When we feel overwhelmed by the state of the world or the state of our everyday life, and then layer on top of that the continuous requests from organizations, it’s easy to say, “Forget this, I can’t possibly help enough to make a difference, I can’t possibly decide which one is most important, and furthermore, I don’t have time to add yet another event.” I’d be lying if I told you I’d never thought these things. You’re not the only one who is tired!

Here’s the thing: You don’t have to solve it all. You are only one person. You don’t have to go to every forum or march or meeting. You just have to decide what is most important to you and focus on that. I have a colleague whose practice it is to choose three issues, and three issues only. She decides where to put her energy, and keeps strong boundaries around her time and energy. I’ve not been very good at emulating this practice personally, but I commend it to you anyway. Think about it! If we all committed to one issue, or two issues, or three issues, there would be a whole congregation of people working to make the world a better place, and fewer people experiencing burnout.

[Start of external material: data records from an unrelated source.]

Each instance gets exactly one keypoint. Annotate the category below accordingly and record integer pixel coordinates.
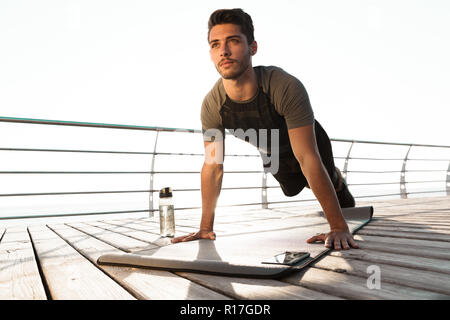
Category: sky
(374, 70)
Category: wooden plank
(411, 223)
(421, 225)
(354, 287)
(420, 263)
(408, 235)
(259, 289)
(19, 274)
(117, 240)
(429, 281)
(145, 236)
(68, 274)
(144, 283)
(406, 249)
(411, 242)
(406, 229)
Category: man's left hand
(337, 239)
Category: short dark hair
(234, 16)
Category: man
(266, 98)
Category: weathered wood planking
(19, 274)
(408, 240)
(259, 289)
(429, 281)
(144, 283)
(407, 235)
(117, 240)
(353, 287)
(68, 274)
(401, 260)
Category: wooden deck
(408, 240)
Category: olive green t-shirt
(286, 93)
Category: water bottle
(166, 213)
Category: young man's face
(229, 50)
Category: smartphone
(287, 258)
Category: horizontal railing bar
(153, 128)
(188, 154)
(390, 159)
(116, 172)
(186, 190)
(383, 183)
(390, 143)
(190, 208)
(122, 152)
(395, 171)
(119, 191)
(95, 125)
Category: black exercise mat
(243, 254)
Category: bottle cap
(165, 192)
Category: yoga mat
(243, 254)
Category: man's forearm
(211, 183)
(323, 189)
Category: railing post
(403, 193)
(447, 185)
(264, 203)
(347, 159)
(152, 176)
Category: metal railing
(264, 203)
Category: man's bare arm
(304, 145)
(211, 184)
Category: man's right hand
(201, 234)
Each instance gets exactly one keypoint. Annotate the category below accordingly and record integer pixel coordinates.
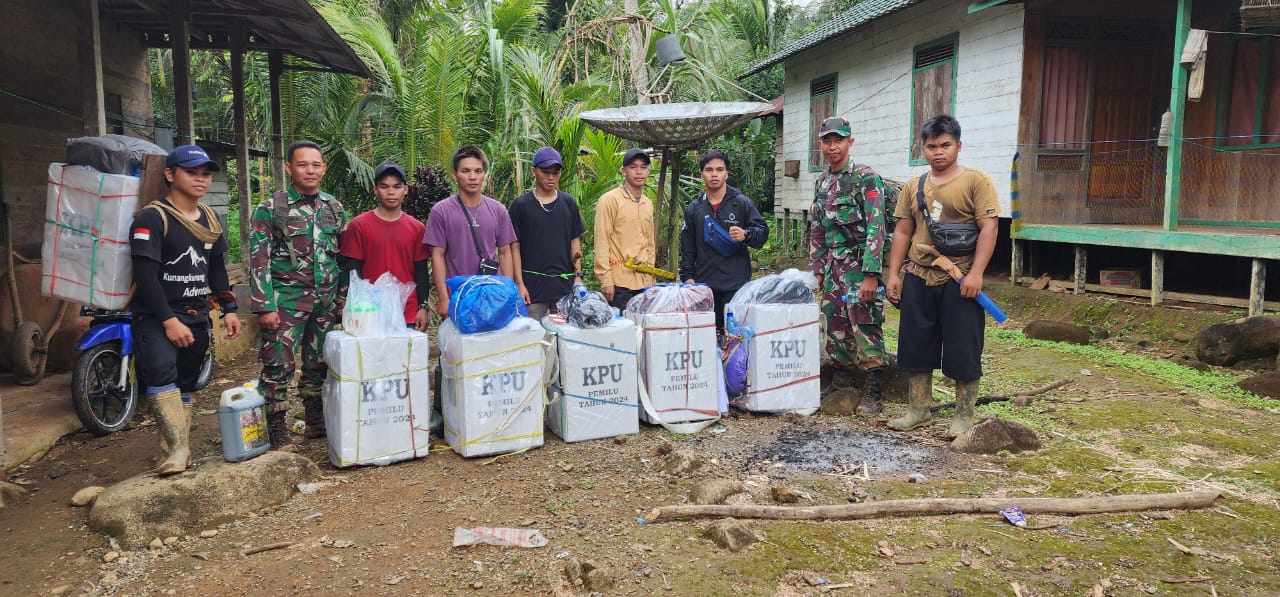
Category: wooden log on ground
(946, 505)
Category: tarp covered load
(378, 397)
(85, 256)
(679, 363)
(598, 393)
(113, 154)
(784, 350)
(585, 309)
(492, 388)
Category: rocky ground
(1129, 420)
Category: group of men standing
(941, 324)
(302, 249)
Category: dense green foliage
(507, 76)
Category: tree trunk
(636, 51)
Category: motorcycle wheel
(101, 406)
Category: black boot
(873, 397)
(278, 428)
(312, 413)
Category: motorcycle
(104, 387)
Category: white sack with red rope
(376, 397)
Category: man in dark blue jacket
(720, 226)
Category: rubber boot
(967, 396)
(167, 408)
(187, 408)
(920, 397)
(312, 413)
(278, 428)
(873, 395)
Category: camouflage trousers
(854, 329)
(300, 335)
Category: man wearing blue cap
(720, 226)
(548, 228)
(848, 242)
(179, 267)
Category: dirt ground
(1127, 423)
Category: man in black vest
(178, 261)
(720, 226)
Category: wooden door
(1128, 100)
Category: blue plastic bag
(484, 302)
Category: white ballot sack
(376, 397)
(599, 392)
(85, 256)
(679, 363)
(784, 358)
(492, 388)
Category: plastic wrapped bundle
(376, 397)
(585, 309)
(113, 154)
(790, 287)
(484, 302)
(86, 247)
(676, 297)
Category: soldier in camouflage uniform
(846, 245)
(297, 287)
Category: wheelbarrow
(30, 343)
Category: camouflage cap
(835, 126)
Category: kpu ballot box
(492, 388)
(679, 365)
(599, 392)
(784, 358)
(376, 397)
(85, 256)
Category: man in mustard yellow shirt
(624, 229)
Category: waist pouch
(951, 238)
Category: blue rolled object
(717, 237)
(484, 302)
(735, 360)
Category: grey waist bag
(950, 238)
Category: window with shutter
(822, 105)
(933, 85)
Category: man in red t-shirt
(387, 240)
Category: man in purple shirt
(469, 233)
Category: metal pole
(671, 214)
(1176, 109)
(240, 41)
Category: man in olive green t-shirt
(941, 324)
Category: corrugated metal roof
(291, 26)
(855, 17)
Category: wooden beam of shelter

Social justice in congregational life is different from our personal work. It is our work (the Earth  & Social Justice Ministry) to make opportunities for engagement available to the whole congregation. That’s why we don’t pick just one issue. We work on many issues together. But we don’t expect everyone to work on everything! Just Change (the Open Space event we held in September) was a process that allowed us to decide as a group what the primary interests of the congregation are for now. Action Wednesday (ESJM’s evening program on the third Wednesday of the month) was created to help more people engage in social justice activities by concentrating meetings and programs at the same time.

And so I invite you, rather than letting the wide range of challenges overwhelm you, get you down and paralyze you, choose your 2 or 3 issues, and give them your all. We can make a difference together.

One thought on “You’re Not the Only One Who Is Tired.

  1. Karin Eckert says:

    Amen to that. Thank you. I simplified my money giving life,-instead of responding to each email $ plea I get, I set up recurring monthly automatic payments to three organizations who work in the areas of civil liberties, reproductive choice/ womens health and fighting hate crimes. This felt good to do.